It’s a confusing landscape of optimizing for new methods (often with their own confusing repositories and documentation) and sticking to the tried-and-true. methods It often feels lose-lose. If you implement the new methods, it takes forever and ever and often at the end of it the new methods don’t even work. If you stick with the tried-and-true methods, the question “what if I implemented the new methods?” looms large.
That’s the bad news. The good news is that the practical application of AI should be and is a lot simpler than that. Let’s compare some new and old methods.
We read and really liked this paper on “Geometry-enhanced molecular representation learning for property prediction” (Fang et al.), but they compared only against other graph neural networks and not “baseline” models like Random Forests and MLPs on chemical descriptors and fingerprints) and ensembled variants thereof. We found that those baselines performed BETTER than the proposed graph neural networks on Tox21 measured by AUC.
A random forest trained on the RDKit chemical descriptors provided by Descriptastorus (model1) had an AUC 0.780 vs the best graph neural network with AUC 0.781. An ensembled model of gradient-boosted random forests (Descriptastorus’s rdkit2dnormalized and morgan3counts, and Mol2Vec) (model2) having an AUC of 0.789 performed better than all provided graph neural networks.
# Model Definitions
model1 = oce.RandomForestModel(oce.DescriptastorusDescriptor("rdkit2dnormalized"), n_estimators = 1000)
model2 = oce.BaseBoosting([oce.RandomForestModel(oce.DescriptastorusDescriptor("rdkit2dnormalized"), n_estimators = 1000),
                         oce.RandomForestModel(oce.DescriptastorusDescriptor("morgan3counts"), n_estimators = 1000),
                         oce.RandomForestModel(oce.Mol2Vec(), n_estimators = 1000)])
We haven’t done a full study on all the tasks presented and almost certainly there are many situations where GNNs are better (we use GNNs on plenty of situation-dependent occasions). We just wanted to punch-back at the overwhelming buzzword inflation that happens everywhere.
Bottom Line: The newest shiniest thing isn’t always better. Be skeptical and ask for baselines. Practically, simple is often better.

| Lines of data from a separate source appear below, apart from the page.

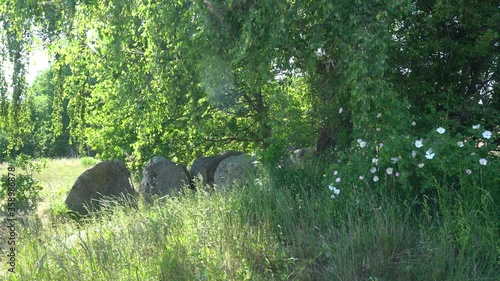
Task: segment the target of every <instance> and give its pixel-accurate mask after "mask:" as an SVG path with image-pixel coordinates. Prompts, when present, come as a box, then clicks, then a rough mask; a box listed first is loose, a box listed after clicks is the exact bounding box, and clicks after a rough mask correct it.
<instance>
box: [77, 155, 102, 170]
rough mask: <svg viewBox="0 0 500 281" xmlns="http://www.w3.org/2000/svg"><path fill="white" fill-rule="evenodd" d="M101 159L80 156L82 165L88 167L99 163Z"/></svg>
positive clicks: (87, 167) (86, 167) (91, 157)
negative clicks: (97, 159) (81, 157)
mask: <svg viewBox="0 0 500 281" xmlns="http://www.w3.org/2000/svg"><path fill="white" fill-rule="evenodd" d="M98 162H99V161H98V160H97V159H95V158H93V157H83V158H80V163H81V164H82V166H84V167H86V168H90V167H92V166H94V165H95V164H97V163H98Z"/></svg>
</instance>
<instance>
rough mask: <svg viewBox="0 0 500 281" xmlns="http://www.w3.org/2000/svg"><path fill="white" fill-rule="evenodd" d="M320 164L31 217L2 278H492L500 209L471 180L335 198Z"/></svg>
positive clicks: (270, 279)
mask: <svg viewBox="0 0 500 281" xmlns="http://www.w3.org/2000/svg"><path fill="white" fill-rule="evenodd" d="M318 171H319V170H318ZM318 171H281V172H277V171H272V172H266V171H263V172H261V173H260V175H259V177H258V178H257V179H256V180H255V181H254V184H253V185H252V186H250V187H235V188H233V189H232V190H230V191H228V192H213V193H209V192H204V191H199V192H191V191H189V190H185V192H184V194H182V195H179V196H175V197H167V198H163V199H161V200H158V201H155V202H154V203H152V204H146V203H144V202H140V203H139V205H138V207H133V206H114V207H111V208H110V209H108V210H105V211H103V212H101V213H100V214H99V215H96V216H93V217H91V218H87V219H84V220H81V221H74V220H71V219H69V218H66V217H65V216H62V215H61V217H60V219H59V220H57V221H56V222H54V221H51V223H48V222H47V221H44V220H43V219H37V218H36V217H31V218H27V219H25V220H24V221H23V223H22V224H19V229H18V230H19V238H18V245H19V249H18V264H17V268H16V269H17V273H16V274H15V275H13V274H9V275H7V274H6V276H4V277H5V279H6V280H498V276H500V264H499V260H500V243H499V240H498V234H499V231H498V230H499V229H498V225H499V224H498V218H499V214H498V208H496V207H495V206H494V204H493V203H494V202H491V200H490V199H489V198H488V196H487V193H485V192H484V191H482V190H481V189H480V188H477V186H469V187H468V188H469V189H470V190H471V192H470V197H469V198H466V199H464V198H457V197H456V193H455V192H454V191H451V189H449V188H447V187H440V188H439V189H438V190H440V193H439V194H438V196H437V197H436V198H429V202H428V204H424V206H423V207H419V208H415V206H414V205H415V202H398V201H397V200H396V199H395V198H390V197H389V196H386V195H384V194H383V193H381V192H380V191H375V190H373V191H370V190H368V191H364V192H363V193H353V194H355V196H353V197H352V198H354V199H353V200H351V199H349V198H350V197H348V196H347V193H348V191H345V190H344V191H343V193H341V194H340V196H338V197H337V198H335V199H333V200H332V199H331V198H330V194H329V192H328V188H327V187H322V186H321V185H320V184H318V182H320V181H319V180H318V178H317V177H318V176H320V173H319V172H318ZM431 199H432V200H431ZM488 200H490V201H488ZM53 204H55V203H54V202H53ZM478 207H480V208H478ZM417 209H418V210H419V211H418V212H417V211H415V210H417ZM422 210H423V211H422ZM3 272H6V270H3ZM3 272H2V273H3Z"/></svg>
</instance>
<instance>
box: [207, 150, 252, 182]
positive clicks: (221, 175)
mask: <svg viewBox="0 0 500 281" xmlns="http://www.w3.org/2000/svg"><path fill="white" fill-rule="evenodd" d="M256 166H257V161H256V160H255V158H253V157H252V156H251V155H248V154H239V155H233V156H230V157H227V158H226V159H224V160H222V161H221V162H220V163H219V166H218V167H217V169H216V170H215V175H214V181H215V186H216V187H217V188H228V187H230V186H231V185H232V184H238V185H248V184H251V183H252V181H253V179H254V177H255V172H256Z"/></svg>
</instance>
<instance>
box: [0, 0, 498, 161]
mask: <svg viewBox="0 0 500 281" xmlns="http://www.w3.org/2000/svg"><path fill="white" fill-rule="evenodd" d="M1 3H2V4H1V6H0V11H1V13H0V25H1V27H2V28H1V40H2V42H1V44H0V48H1V52H0V53H1V57H0V64H5V62H6V61H10V62H11V63H12V65H13V70H14V73H13V75H12V77H6V75H5V74H3V73H2V74H1V76H0V94H1V96H0V103H1V118H2V121H1V123H0V153H1V154H0V157H1V158H5V157H6V156H7V155H11V156H15V155H17V154H19V153H25V154H30V155H33V156H38V157H40V156H45V157H58V156H71V155H76V154H79V155H82V154H85V155H86V154H89V153H93V152H97V154H98V155H99V157H101V158H102V159H111V158H118V159H126V160H128V161H129V163H130V164H131V166H132V167H139V166H141V165H142V164H143V163H144V161H146V160H147V159H148V158H150V157H151V156H153V155H164V156H167V157H170V158H172V159H174V160H178V161H181V162H186V163H187V162H190V161H191V160H192V159H194V158H195V157H197V156H200V155H203V154H211V153H215V152H219V151H221V150H224V149H229V148H231V149H240V150H247V151H248V150H253V151H255V150H257V151H261V152H263V153H262V155H263V156H264V158H266V157H267V158H270V160H273V159H275V158H278V157H279V156H280V155H281V154H282V153H284V152H285V150H286V149H287V148H288V147H291V146H296V147H304V146H315V147H316V149H317V150H318V152H324V151H332V150H333V149H336V150H337V151H341V150H343V149H347V148H349V147H351V146H352V144H353V142H354V141H355V140H356V139H358V138H363V139H365V140H367V141H370V140H373V136H375V135H376V132H378V131H380V130H382V131H383V132H385V134H386V135H398V134H401V132H405V133H407V132H408V131H410V130H411V131H412V134H414V135H416V136H418V135H421V134H423V133H424V132H428V131H429V130H430V129H431V128H433V127H435V126H436V124H439V125H440V126H444V127H446V128H448V130H450V133H452V134H457V135H459V134H461V133H462V132H463V131H465V130H466V129H467V128H470V126H472V125H474V124H475V123H478V122H480V123H481V124H484V126H485V129H488V130H490V131H493V132H496V133H495V134H494V138H496V143H497V144H498V133H497V132H498V124H499V120H500V115H499V112H500V98H499V95H498V94H497V92H498V87H499V85H498V82H497V81H498V79H499V75H500V71H499V63H498V57H499V53H500V39H499V38H500V36H499V30H500V26H499V25H500V12H499V9H498V3H496V1H461V0H452V1H432V0H415V1H408V0H391V1H347V0H345V1H344V0H342V1H330V0H318V1H264V0H253V1H252V0H231V1H228V0H225V1H222V0H205V1H201V0H199V1H198V0H197V1H98V0H84V1H7V0H3V1H1ZM40 39H41V41H42V44H43V45H44V46H45V48H47V49H48V50H49V52H50V54H51V56H52V62H51V68H50V70H48V71H46V72H44V73H42V74H40V76H39V77H38V78H37V79H36V81H35V83H34V84H33V85H30V86H28V85H27V83H26V81H25V72H26V68H27V65H26V57H27V56H28V54H29V53H30V50H31V47H32V46H33V45H34V44H35V41H37V40H40ZM0 66H2V65H0ZM2 68H3V67H2ZM7 80H9V81H7ZM7 85H9V86H7ZM378 113H383V114H384V119H383V122H382V124H377V125H376V126H375V125H374V124H375V123H374V120H375V118H376V117H375V116H377V114H378ZM412 121H413V122H417V123H418V126H416V127H411V126H410V124H411V122H412ZM381 127H382V128H381ZM91 150H92V151H91Z"/></svg>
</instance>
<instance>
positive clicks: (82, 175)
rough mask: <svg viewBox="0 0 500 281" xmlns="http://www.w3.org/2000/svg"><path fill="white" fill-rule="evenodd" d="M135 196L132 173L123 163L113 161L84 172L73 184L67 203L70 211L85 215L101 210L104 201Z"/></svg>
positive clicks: (94, 167)
mask: <svg viewBox="0 0 500 281" xmlns="http://www.w3.org/2000/svg"><path fill="white" fill-rule="evenodd" d="M135 195H136V192H135V190H134V187H133V186H132V182H131V181H130V171H129V170H128V169H127V167H125V164H124V163H123V162H122V161H119V160H111V161H104V162H101V163H98V164H97V165H95V166H94V167H93V168H91V169H88V170H87V171H85V172H83V174H81V175H80V176H79V177H78V178H77V179H76V181H75V183H74V184H73V187H72V188H71V190H70V191H69V193H68V196H67V197H66V200H65V203H66V205H67V206H68V208H69V209H70V210H72V211H74V212H76V213H78V214H81V215H85V214H88V209H100V208H101V207H102V199H106V200H110V199H112V198H115V199H125V198H133V197H135Z"/></svg>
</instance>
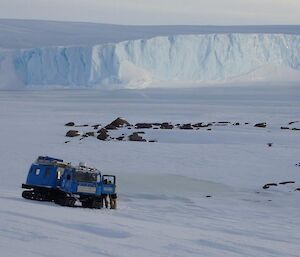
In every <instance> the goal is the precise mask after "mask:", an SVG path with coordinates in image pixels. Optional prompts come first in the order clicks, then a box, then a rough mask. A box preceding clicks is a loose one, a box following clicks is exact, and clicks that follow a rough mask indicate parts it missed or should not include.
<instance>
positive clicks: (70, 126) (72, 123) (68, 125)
mask: <svg viewBox="0 0 300 257" xmlns="http://www.w3.org/2000/svg"><path fill="white" fill-rule="evenodd" d="M65 126H67V127H73V126H75V123H74V122H68V123H66V124H65Z"/></svg>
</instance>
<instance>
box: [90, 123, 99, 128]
mask: <svg viewBox="0 0 300 257" xmlns="http://www.w3.org/2000/svg"><path fill="white" fill-rule="evenodd" d="M100 126H101V124H96V125H93V126H91V127H92V128H94V129H98V128H99V127H100Z"/></svg>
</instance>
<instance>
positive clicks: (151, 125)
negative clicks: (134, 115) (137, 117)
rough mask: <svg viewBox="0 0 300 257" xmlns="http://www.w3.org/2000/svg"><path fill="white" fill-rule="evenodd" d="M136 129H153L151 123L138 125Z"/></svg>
mask: <svg viewBox="0 0 300 257" xmlns="http://www.w3.org/2000/svg"><path fill="white" fill-rule="evenodd" d="M135 128H136V129H146V128H152V124H151V123H137V124H135Z"/></svg>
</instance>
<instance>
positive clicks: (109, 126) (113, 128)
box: [105, 124, 117, 130]
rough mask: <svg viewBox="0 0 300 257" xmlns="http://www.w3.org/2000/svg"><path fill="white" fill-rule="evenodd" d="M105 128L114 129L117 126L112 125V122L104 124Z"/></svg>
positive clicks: (109, 129)
mask: <svg viewBox="0 0 300 257" xmlns="http://www.w3.org/2000/svg"><path fill="white" fill-rule="evenodd" d="M105 129H107V130H116V129H117V127H116V126H114V125H112V124H108V125H106V126H105Z"/></svg>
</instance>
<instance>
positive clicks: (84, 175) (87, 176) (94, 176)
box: [75, 171, 98, 182]
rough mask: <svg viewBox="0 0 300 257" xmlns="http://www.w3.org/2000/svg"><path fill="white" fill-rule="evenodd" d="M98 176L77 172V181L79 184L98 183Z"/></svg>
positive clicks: (86, 173)
mask: <svg viewBox="0 0 300 257" xmlns="http://www.w3.org/2000/svg"><path fill="white" fill-rule="evenodd" d="M97 175H98V174H97V173H91V172H82V171H76V172H75V179H76V180H77V181H78V182H97Z"/></svg>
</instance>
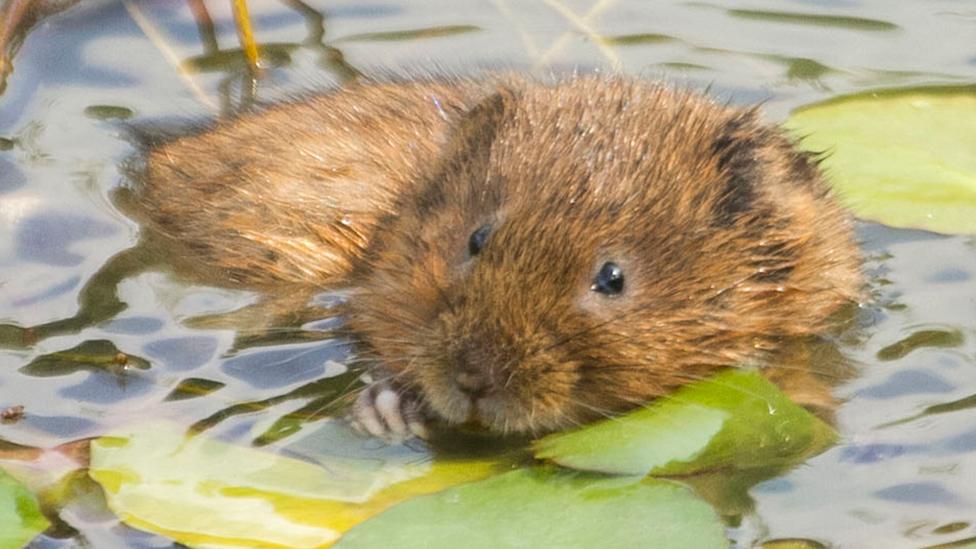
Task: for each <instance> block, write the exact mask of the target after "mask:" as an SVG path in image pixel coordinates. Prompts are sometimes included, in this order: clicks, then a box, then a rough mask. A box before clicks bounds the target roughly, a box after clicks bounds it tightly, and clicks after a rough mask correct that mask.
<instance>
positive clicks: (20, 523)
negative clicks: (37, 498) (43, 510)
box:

Lots of disclaimers and qualifications.
First, we found the geometry-enhance ML to be immensely helpful in both ideas (translating geometry to graph embeddings) and in that they systematically tried lots of graph neural networks. However, they used their own split which means that there is no way of comparing directly to the original publication of the other graph neural networks; furthermore, it was a bit of a hassle to completely recreate their split, which we verified by checking the class ratios—there was a ton of hidden complexity there.
Second, we find internally that we can ‘beat’ this ensembled random forests baseline by combining even more diverse models—including graph neural networks.
Third, we have an interest in the framework we did our benchmarking on as we provide it open-sourced at https://github.com/Oloren-AI/olorenchemengine, and we also provide commercial licenses, extensions, and applications thereof.
Lastly, this isn’t to say we don’t like new AI approaches—we gave a whole presentation at ACS this Fall 2022 on supervised contrastive learning—just that we value practicality and baselines.
Final notes. This result shouldn’t be surprising: in the original D-MPNN paper they found very little difference between GNNs and RFs/MLPs on Tox21.